Elle essaie d'imaginer qui va le découvrir, dans combien de temps. Une femme entre dans un salon, en parlant de choses habituelles, d'embouteillages ou d'une dispute ou d'un projet de soirée. Une femme qui rentre chez elle et parle à son mari parce qu'elle sait qu'il est rentré. Elle parle du bus qui était plein à craquer, ou bien d'un coup de téléphone qui l'a agréablement surprise. Et au milieu de son salon se retrouve nez à nez avec une grosse masse ensanglantée. Parfaitement déplacée. Le cadavre de son mari. Avec son crâne tout défoncé. Comment va-t-elle réussir à se rentrer ça dans la tête, à comprendre ça, ce qu'elle est obligée de voir? La vie de la dame vient de basculer et son petit esprit ne sait pas comment enregistrer l'information. La dame hurle au milieu du salon, beugle à gros sanglots. Ou bien bégaie, ou bien va se servir un verre. Peut-être se pince-t-elle le lobe de l'oreille, un petit geste à elle qu'elle fait sans y penser. Aucune réaction décente face à un corps avec les tripes sorties, du sang épais plein la moquette. D'ailleurs, peut-être a-t-elle d'abord pensé à comment elle va faire partir cette tache. Et tout de suite après, elle aura honte d'avoir pensé à ça à ce moment-là. Ou peut-être se sentira-t-elle soulagée, peut-être qu'elle pensera à son amant qu'elle va enfin pouvoir rejoindre.

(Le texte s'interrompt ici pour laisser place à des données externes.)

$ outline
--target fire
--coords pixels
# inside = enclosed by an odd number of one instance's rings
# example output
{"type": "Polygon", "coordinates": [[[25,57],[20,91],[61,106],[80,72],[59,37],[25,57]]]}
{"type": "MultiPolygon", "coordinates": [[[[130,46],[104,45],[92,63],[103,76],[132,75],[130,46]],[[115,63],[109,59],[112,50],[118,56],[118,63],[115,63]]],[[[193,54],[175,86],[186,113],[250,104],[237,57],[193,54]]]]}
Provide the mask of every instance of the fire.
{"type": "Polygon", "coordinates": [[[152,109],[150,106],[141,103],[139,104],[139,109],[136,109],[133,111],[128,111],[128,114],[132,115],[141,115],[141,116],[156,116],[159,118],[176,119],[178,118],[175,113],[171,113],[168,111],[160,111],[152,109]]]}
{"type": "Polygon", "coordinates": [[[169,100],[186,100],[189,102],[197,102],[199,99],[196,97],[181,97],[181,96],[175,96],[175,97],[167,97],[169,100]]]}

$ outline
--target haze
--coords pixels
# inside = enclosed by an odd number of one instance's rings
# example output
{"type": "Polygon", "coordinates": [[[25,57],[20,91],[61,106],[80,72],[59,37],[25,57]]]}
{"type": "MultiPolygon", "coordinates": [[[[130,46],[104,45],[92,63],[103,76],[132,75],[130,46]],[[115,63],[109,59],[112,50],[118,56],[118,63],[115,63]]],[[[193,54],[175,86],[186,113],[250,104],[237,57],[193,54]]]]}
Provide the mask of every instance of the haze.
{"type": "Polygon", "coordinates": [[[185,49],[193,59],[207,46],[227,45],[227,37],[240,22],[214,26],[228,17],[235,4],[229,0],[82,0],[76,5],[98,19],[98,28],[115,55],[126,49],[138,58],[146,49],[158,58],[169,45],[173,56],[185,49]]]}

Mais peut-être aussi que Bouvier n'est pas marié. Peut-être que c'est un enfant qui joue au ballon dans le quartier qui le découvrira par hasard, comme dans une série télé. Son ballon roulera jusqu'au corps, il arrivera gambadant et braillant. Son petit visage d'enfant qui joue, grands yeux pleins d'innocence et de curiosité dénuée d'appréhension. Habits d'enfant, comme ceux que l'on voit dans les rayons de supermarché, sweat-shirt plein de couleurs, avec un bateau sur le devant. Il arrivera en courant, avec cette démarche amusante qu'ont les enfants très jeunes. Un enfant content, remuant, barbouillé tout autour de la bouche car il a mangé du Miko juste avant. Ses joues sont rondes, c'est un enfant bien nourri, bien-aimé. Il ramassera son ballon jaune vif avec des taches de sang bien rouge et encore humide. Il s'en mettra un peu sur les mains. Les taches sombres sur le ballon, qui est venu buter contre le crâne défoncé du mort au milieu du salon.

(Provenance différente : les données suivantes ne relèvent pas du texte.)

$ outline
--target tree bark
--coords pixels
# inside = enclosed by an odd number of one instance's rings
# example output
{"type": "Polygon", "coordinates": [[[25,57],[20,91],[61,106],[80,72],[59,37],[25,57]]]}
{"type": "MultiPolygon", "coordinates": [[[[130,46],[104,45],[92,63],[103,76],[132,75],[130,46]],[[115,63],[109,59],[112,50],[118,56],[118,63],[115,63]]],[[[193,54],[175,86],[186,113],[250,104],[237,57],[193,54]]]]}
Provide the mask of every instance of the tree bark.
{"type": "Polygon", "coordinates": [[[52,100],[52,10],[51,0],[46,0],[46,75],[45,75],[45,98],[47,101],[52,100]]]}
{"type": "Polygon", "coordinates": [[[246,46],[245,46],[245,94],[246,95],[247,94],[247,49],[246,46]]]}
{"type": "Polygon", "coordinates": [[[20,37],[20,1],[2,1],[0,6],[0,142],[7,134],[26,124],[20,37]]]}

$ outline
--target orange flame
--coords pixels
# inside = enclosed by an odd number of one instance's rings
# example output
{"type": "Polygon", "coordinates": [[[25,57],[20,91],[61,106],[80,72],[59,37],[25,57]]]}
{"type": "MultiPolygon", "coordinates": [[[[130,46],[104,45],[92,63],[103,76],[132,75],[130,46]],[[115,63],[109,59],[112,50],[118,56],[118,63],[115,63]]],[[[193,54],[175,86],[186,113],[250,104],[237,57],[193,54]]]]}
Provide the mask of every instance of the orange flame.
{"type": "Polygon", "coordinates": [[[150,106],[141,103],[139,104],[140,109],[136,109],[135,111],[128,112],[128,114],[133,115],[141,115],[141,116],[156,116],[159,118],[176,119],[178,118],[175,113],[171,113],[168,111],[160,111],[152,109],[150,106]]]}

Sweat young things ain't sweat no more.

Le corps sera certainement découvert par des pompiers alertés par les voisins, à cause de l'odeur. Il paraît que ça sent très fort un cadavre en décomposition.

Saloperie de casque, elle a beau tirer sur le fil, plus moyen de rétablir le contact. Elle est presque arrivée dans sa rue. Couloir d'échafaudages, ils refont les façades des immeubles. Pourvu que Séverine ne soit pas là. Avoir la paix un moment.

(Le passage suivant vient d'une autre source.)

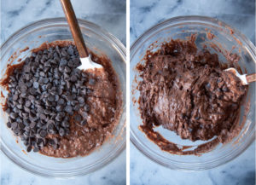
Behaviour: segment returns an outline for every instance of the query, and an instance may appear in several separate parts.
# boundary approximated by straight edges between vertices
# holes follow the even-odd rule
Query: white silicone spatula
[[[246,84],[249,84],[251,82],[255,82],[256,81],[256,73],[253,73],[253,74],[240,74],[236,69],[230,67],[228,69],[224,70],[225,72],[231,72],[232,73],[234,73],[236,77],[238,77],[241,81],[241,84],[246,85]]]
[[[80,60],[82,65],[78,68],[81,70],[95,69],[95,68],[102,68],[102,66],[94,62],[91,60],[90,55],[88,53],[88,50],[84,41],[81,30],[79,28],[79,22],[77,20],[76,15],[74,14],[73,9],[72,7],[70,0],[61,0],[63,11],[65,13],[67,23],[69,25],[74,43],[77,46],[78,51],[80,55]]]

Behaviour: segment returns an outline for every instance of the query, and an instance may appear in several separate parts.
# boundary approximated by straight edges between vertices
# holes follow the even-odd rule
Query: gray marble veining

Soupir de soulagement quand elle ouvre la porte, pas un bruit dans l'appartement. Elle a rendez-vous, elle est en retard. Elle fait couler de l'eau chaude dans une casserole, puis la met à bouillir. Elle s'assoit face à la gazinière, se masse la nuque. Cartes postales et photos punaisées sur la porte du placard. Il y a des taches de café le long de la porte du Frigidaire. Elle en a renversé ce matin et elle a eu la flemme de nettoyer. Elle prend une éponge, la passe sous l'eau froide et frotte pour les faire disparaître.